Promotores no julgamento do assassinato de Senzo Meyiwa rejeitaram as alegações da defesa de que eles estariam questionando repetidamente o segundo acusado, Bongani Ntanzi, para exauri-lo. O argumento surgiu durante o interrogatório de Ntanzi no Tribunal Superior de Pretória. Ntanzi e quatro coacusados enfrentam acusações pelo assassinato do ex-capitão do Bafana Bafana, Senzo Meyiwa, ocorrido em 2014.

Bongani Ntanzi, o segundo acusado no julgamento do assassinato de Senzo Meyiwa, está sob interrogatório desde fevereiro no Tribunal Superior em Pretória. Ele é julgado ao lado de outras quatro pessoas pelo assassinato do ex-goleiro do Bafana Bafana em 2014.

Na quarta-feira, o advogado de defesa de Ntanzi, Sipho Ramosepele, objetou aos questionamentos do Estado. Ramosepele argumentou que perguntas repetidas, como o paradeiro de Ntanzi em 26 de outubro de 2014, visavam desgastar o acusado. "Este processo agora tem a intenção de cansar o Sr. Ntanzi", disse Ramosepele ao tribunal, referindo-se a respostas anteriores dadas em um ambiente de sala de reuniões.

O promotor de Estado George Baloyi rebateu dizendo que a equipe estava simplesmente confrontando Ntanzi com sua própria versão por meio de seu advogado. "Estamos citando a versão do acusado através de seu advogado.
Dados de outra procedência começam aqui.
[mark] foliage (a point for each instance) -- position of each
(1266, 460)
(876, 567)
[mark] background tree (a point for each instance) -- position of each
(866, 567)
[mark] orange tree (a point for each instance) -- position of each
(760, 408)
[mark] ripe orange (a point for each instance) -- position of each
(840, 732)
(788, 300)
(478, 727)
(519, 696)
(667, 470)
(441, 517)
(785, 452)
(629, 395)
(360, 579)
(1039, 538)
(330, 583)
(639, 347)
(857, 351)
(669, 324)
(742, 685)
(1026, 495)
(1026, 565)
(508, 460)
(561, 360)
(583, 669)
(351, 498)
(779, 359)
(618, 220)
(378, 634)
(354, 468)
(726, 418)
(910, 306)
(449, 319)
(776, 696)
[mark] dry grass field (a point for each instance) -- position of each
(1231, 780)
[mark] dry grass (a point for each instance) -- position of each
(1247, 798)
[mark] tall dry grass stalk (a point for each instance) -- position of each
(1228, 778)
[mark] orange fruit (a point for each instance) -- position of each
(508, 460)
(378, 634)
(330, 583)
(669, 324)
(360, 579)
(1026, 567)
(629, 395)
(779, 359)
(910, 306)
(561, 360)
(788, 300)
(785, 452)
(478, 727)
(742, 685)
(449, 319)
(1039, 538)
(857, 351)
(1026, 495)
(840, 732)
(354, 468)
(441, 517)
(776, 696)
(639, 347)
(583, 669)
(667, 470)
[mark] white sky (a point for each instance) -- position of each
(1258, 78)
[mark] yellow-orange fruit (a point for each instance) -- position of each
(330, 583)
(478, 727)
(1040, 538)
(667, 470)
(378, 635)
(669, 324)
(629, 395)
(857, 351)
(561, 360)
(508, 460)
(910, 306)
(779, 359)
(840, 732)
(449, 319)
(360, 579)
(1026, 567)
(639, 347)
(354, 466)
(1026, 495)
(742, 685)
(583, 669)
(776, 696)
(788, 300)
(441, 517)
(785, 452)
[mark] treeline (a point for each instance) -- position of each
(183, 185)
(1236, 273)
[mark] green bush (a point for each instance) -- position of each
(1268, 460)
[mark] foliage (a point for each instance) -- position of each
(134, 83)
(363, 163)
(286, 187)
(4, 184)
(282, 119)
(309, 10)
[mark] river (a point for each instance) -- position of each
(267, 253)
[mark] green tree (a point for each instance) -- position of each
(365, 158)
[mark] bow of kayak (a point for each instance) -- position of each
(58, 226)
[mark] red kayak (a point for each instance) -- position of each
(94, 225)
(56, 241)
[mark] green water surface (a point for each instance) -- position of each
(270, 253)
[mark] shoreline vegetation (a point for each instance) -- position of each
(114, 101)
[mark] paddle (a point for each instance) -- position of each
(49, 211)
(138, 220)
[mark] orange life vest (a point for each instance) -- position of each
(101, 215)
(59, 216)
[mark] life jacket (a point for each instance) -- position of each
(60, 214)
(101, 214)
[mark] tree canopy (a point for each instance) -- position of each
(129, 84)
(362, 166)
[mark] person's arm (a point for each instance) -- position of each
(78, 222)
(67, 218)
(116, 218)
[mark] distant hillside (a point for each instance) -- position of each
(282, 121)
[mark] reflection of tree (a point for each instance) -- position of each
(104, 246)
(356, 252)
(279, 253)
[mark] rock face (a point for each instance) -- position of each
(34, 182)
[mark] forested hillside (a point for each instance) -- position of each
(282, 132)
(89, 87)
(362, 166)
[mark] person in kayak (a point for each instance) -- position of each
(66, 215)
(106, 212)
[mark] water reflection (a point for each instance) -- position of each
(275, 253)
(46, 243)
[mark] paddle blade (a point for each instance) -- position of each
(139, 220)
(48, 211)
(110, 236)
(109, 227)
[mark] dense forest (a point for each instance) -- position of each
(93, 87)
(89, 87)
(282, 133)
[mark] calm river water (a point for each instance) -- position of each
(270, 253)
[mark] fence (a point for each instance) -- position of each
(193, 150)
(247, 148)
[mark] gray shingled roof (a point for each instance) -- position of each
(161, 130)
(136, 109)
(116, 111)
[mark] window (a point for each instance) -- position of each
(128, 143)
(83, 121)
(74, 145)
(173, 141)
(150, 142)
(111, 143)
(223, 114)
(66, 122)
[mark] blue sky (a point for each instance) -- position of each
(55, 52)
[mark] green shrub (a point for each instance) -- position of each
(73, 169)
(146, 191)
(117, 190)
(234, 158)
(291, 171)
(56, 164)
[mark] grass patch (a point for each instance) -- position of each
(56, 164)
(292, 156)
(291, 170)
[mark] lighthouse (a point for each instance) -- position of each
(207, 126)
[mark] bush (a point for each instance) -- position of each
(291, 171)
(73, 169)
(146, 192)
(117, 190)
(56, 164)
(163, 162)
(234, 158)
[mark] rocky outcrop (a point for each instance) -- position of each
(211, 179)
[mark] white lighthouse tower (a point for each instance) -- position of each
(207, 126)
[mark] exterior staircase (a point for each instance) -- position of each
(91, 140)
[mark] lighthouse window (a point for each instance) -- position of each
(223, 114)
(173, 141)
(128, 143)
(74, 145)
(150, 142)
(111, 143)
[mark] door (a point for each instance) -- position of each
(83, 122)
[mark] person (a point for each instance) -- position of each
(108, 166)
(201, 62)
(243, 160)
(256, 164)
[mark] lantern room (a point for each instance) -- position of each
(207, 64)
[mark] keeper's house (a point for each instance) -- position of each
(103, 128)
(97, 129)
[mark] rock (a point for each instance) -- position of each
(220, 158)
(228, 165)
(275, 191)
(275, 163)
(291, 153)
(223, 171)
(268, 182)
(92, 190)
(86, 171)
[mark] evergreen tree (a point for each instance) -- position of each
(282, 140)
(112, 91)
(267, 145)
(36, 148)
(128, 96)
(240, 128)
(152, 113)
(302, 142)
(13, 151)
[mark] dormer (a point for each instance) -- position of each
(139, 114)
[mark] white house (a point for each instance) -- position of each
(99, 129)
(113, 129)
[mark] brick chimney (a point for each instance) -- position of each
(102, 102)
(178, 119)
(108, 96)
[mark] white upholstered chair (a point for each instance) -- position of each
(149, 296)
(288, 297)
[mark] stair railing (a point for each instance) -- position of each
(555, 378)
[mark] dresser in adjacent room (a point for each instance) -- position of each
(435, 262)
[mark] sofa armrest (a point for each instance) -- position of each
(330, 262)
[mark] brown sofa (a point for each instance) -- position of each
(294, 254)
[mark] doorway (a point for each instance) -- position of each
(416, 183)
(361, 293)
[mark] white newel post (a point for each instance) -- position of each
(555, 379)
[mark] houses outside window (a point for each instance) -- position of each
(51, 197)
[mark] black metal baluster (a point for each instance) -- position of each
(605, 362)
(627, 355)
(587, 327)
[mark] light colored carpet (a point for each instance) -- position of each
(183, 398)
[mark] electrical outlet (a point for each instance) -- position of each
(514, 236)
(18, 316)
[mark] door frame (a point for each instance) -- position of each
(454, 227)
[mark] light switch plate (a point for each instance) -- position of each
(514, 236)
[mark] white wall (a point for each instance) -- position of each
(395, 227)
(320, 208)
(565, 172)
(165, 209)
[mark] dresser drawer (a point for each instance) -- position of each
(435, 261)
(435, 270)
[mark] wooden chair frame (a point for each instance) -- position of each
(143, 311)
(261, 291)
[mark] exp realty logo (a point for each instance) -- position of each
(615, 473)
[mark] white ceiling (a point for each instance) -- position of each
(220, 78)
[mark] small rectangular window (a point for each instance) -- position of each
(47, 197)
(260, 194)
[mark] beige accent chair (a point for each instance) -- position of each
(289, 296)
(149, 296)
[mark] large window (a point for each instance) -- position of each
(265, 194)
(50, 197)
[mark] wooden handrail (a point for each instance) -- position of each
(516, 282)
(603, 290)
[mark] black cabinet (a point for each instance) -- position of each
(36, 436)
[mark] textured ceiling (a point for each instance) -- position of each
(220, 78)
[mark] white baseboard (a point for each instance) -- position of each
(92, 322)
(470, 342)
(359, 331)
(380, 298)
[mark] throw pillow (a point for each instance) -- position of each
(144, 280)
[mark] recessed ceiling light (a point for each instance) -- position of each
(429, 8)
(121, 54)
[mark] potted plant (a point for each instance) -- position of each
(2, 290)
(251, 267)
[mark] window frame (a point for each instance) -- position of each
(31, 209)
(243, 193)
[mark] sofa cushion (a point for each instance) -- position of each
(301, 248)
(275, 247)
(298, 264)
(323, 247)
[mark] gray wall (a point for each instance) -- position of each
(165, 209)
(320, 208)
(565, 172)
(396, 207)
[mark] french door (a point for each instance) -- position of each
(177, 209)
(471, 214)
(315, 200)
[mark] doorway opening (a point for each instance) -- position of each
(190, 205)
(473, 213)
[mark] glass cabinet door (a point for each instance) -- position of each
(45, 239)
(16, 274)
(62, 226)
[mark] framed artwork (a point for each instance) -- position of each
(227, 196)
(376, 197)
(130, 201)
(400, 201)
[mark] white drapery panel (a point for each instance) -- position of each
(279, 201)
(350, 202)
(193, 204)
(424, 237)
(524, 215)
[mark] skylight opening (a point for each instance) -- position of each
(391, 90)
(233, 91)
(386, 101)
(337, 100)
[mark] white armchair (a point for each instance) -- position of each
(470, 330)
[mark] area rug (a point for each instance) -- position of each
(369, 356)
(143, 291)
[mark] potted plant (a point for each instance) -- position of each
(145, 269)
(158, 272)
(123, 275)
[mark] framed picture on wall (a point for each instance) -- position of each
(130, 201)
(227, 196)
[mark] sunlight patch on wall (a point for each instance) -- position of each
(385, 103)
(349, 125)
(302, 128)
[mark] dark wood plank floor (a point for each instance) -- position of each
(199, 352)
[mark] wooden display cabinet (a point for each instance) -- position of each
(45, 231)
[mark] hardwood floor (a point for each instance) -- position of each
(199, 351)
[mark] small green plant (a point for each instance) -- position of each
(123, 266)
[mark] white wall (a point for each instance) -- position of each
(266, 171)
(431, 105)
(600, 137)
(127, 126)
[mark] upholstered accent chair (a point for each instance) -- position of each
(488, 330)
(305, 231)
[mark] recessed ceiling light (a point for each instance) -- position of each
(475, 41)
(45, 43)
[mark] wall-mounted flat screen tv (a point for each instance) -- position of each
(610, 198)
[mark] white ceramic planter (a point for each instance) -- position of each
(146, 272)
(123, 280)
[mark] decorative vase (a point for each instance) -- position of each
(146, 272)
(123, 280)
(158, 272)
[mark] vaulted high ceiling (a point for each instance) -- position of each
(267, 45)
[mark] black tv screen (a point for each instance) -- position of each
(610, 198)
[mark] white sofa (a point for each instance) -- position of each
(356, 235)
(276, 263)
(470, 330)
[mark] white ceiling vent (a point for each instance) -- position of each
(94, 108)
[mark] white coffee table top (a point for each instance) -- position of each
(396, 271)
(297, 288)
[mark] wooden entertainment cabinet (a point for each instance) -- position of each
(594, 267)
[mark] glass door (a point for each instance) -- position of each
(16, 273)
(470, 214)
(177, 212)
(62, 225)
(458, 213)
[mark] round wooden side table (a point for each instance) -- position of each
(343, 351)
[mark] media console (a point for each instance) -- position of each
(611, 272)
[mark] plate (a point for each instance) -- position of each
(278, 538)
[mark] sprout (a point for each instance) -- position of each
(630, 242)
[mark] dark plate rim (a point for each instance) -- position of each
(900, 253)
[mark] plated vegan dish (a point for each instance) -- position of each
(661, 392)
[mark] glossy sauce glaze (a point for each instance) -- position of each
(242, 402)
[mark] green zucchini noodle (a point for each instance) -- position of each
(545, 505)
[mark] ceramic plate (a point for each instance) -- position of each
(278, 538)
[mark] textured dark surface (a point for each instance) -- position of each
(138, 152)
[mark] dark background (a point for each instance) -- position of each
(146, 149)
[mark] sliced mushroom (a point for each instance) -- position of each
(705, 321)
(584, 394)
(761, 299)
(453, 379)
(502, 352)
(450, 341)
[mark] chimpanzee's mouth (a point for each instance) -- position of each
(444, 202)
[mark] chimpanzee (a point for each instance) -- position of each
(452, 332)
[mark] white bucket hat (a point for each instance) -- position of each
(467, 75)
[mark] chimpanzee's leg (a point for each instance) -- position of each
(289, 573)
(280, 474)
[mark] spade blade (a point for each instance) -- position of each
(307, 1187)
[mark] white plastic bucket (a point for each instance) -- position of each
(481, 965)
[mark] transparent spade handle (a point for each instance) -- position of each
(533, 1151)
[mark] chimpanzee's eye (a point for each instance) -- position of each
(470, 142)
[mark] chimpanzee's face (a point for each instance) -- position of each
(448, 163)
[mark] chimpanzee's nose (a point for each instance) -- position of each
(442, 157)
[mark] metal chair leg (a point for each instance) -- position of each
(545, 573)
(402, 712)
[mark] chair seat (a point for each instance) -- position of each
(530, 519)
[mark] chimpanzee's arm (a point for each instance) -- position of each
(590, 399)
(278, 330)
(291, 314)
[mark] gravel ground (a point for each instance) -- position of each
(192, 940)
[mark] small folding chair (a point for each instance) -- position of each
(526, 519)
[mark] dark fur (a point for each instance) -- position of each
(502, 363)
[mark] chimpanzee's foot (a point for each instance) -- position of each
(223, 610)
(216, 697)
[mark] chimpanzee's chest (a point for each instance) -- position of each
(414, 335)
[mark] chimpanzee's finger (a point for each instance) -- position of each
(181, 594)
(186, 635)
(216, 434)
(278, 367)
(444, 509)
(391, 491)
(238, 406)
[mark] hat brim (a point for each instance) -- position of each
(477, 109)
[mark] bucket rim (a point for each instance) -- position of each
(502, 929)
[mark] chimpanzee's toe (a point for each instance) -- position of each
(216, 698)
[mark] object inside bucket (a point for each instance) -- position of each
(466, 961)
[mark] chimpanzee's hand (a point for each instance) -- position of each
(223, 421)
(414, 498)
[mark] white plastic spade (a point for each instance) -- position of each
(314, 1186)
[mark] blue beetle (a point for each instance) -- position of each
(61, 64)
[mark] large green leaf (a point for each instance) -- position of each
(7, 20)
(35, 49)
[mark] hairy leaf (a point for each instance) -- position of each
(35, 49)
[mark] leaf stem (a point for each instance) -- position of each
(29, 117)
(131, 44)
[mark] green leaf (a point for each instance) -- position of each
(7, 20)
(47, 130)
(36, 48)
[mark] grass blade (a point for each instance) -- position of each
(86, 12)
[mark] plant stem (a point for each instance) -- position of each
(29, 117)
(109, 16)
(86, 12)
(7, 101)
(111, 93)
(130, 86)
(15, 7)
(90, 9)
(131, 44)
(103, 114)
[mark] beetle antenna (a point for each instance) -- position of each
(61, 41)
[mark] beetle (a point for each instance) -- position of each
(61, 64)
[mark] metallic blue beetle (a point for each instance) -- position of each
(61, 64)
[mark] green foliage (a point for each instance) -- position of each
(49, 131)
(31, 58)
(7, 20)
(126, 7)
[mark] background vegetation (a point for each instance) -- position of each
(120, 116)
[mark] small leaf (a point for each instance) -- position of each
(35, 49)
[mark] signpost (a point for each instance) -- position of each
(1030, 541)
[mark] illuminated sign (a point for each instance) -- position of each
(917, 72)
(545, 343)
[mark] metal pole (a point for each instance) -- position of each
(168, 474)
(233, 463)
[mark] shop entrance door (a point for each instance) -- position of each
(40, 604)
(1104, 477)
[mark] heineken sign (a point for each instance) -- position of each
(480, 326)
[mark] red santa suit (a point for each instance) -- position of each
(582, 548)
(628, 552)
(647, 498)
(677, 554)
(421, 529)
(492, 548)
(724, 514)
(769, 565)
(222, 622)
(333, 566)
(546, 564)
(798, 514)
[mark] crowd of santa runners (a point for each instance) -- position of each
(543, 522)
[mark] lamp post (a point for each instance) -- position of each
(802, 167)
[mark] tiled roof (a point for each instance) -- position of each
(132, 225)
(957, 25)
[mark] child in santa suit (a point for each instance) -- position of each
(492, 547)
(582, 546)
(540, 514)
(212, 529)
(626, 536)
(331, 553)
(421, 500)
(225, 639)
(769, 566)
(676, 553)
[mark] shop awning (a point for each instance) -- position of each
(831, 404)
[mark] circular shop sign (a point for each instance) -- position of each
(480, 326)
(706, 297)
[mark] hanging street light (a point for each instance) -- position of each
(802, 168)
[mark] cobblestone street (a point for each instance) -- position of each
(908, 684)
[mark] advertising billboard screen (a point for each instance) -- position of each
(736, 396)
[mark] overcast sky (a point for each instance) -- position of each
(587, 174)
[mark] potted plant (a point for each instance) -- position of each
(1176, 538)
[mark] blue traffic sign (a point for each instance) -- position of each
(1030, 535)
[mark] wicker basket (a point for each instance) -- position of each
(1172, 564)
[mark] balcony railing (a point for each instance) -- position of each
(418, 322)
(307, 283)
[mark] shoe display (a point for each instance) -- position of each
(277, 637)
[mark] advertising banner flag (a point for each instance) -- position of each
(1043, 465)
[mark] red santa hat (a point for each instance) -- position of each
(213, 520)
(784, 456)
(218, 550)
Não há nada de intimidador nisso", disse Baloyi, de acordo com o SABC News.

O próprio Ntanzi observou ao juiz que já havia respondido a essas perguntas antes. "A esta versão ou perguntas, eu já respondi, não é a primeira vez", disse ele. O interrogatório deve ser retomado na manhã de quinta-feira.